I have a question regarding the procedure used to compute total allele number (AN) for multiallelic sites in the gnomAD v4.1 dataset.
I have come across multiple instances of apparent discrepancies between genomic AN values provided for different alleles at the same site. For example, if we look at variants found at the position chr1:1228635, we will see that there are two alternative alleles T and A both present in the gnomAD v4.1 genomic dataset (https://gnomad.broadinstitute.org/variant/rs61743559?dataset=gnomad_r4). However, AN values reported for these two alleles are slightly different (152256 and 152374 respectively). I am wondering what is the reason for this difference, as these SNPs are obviously called from the same data and I would expect the sample size to be the same for all alleles at a given locus. Could you please clarify this for me?

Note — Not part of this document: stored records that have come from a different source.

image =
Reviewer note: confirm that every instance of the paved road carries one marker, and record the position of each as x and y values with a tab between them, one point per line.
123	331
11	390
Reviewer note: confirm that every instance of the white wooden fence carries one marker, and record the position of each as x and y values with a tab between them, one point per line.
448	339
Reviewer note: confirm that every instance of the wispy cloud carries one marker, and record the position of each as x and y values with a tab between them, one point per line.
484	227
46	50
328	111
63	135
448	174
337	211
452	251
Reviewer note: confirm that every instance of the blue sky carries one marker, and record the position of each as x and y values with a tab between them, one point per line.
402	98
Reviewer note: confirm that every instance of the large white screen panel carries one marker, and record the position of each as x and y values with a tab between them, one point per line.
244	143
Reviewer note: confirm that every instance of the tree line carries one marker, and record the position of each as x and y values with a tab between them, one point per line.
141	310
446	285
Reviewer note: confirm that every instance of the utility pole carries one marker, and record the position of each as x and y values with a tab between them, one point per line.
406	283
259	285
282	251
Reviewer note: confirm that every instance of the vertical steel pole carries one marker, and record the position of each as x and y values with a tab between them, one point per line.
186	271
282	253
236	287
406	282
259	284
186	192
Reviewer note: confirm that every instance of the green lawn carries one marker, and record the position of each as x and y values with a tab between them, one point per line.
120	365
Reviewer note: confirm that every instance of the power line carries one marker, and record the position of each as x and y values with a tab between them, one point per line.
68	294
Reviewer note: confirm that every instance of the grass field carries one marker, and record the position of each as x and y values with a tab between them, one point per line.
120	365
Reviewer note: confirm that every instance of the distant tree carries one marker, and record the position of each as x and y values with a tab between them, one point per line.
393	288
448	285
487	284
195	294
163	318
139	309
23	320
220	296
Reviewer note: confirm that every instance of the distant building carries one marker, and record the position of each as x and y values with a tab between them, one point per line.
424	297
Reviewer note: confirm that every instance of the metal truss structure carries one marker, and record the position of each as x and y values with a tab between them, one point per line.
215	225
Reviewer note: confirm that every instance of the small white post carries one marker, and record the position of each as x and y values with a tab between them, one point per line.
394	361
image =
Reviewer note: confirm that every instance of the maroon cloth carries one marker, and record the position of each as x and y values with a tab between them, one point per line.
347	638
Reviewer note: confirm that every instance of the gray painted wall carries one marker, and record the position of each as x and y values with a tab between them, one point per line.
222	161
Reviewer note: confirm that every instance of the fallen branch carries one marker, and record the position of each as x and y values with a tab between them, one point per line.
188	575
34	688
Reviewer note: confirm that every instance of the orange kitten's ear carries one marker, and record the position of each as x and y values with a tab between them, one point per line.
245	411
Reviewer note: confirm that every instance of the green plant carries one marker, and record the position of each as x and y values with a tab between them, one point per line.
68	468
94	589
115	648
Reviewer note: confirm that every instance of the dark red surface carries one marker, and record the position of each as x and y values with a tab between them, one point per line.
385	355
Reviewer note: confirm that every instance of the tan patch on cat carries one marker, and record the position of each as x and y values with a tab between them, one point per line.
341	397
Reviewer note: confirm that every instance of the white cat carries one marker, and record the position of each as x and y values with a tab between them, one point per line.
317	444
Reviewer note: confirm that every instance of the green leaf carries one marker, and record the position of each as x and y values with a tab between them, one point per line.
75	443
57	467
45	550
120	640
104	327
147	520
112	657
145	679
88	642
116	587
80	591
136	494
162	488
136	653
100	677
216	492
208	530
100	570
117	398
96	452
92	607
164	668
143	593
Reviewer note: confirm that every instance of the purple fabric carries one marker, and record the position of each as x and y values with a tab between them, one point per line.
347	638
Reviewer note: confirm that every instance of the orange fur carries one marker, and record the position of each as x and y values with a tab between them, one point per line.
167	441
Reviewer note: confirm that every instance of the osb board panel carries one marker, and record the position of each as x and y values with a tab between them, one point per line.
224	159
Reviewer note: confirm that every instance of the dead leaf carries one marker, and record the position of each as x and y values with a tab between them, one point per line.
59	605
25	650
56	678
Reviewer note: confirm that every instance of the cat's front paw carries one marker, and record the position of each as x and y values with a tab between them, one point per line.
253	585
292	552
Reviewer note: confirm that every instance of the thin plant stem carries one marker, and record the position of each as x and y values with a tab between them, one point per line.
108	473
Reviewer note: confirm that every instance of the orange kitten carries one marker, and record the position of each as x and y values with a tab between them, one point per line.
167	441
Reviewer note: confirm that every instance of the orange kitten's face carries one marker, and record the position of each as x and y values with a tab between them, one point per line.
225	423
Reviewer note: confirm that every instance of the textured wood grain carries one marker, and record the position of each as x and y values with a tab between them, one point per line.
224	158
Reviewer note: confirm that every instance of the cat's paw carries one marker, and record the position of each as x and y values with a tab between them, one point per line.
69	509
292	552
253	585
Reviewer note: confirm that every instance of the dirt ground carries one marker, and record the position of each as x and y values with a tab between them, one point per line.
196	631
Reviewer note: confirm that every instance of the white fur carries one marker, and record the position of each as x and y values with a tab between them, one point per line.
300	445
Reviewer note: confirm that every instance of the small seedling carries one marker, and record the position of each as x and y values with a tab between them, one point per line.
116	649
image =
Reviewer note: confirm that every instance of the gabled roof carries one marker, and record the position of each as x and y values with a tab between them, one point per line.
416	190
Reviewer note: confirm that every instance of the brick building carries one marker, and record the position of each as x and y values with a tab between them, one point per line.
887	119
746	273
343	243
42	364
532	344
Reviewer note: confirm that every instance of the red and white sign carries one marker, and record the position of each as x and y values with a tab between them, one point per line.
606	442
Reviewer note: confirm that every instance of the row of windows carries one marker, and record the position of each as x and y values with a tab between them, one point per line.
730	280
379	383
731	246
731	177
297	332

This is due to the downcoding of genotypes when splitting multiallelic variants. We use Hail to split multiallelic variants prior to calculating aggregate variant frequency statistics, and the process of downcoding genotypes is nicely explained in their documentation.
Note that we also released results from allele number calculated across all possible sites as part of gnomAD v4.1. These data, which were calculated prior to splitting multiallelics, are available for download here. In the all sites AN results, the total genomes AN at chr1:1228635 is 152374.
Would it therefore be reasonable to use allele numbers computed prior to splitting multiallelic variants and ignore AN values provided for individual alleles?
I would like to obtain estimates of the reference allele number/frequency for each multiallelic site. Given that alternative allele counts at such sites are sometimes computed using different AN values, subtracting AC values from the AN value might result in a slightly incorrect estimate of the reference allele number. Still, to obtain an estimate of the reference allele frequency, I guess, I could simply subtract allele frequencies for all alternative alleles from 1. Would it be a reasonable approach?
I would greatly appreciate your comments and suggestions.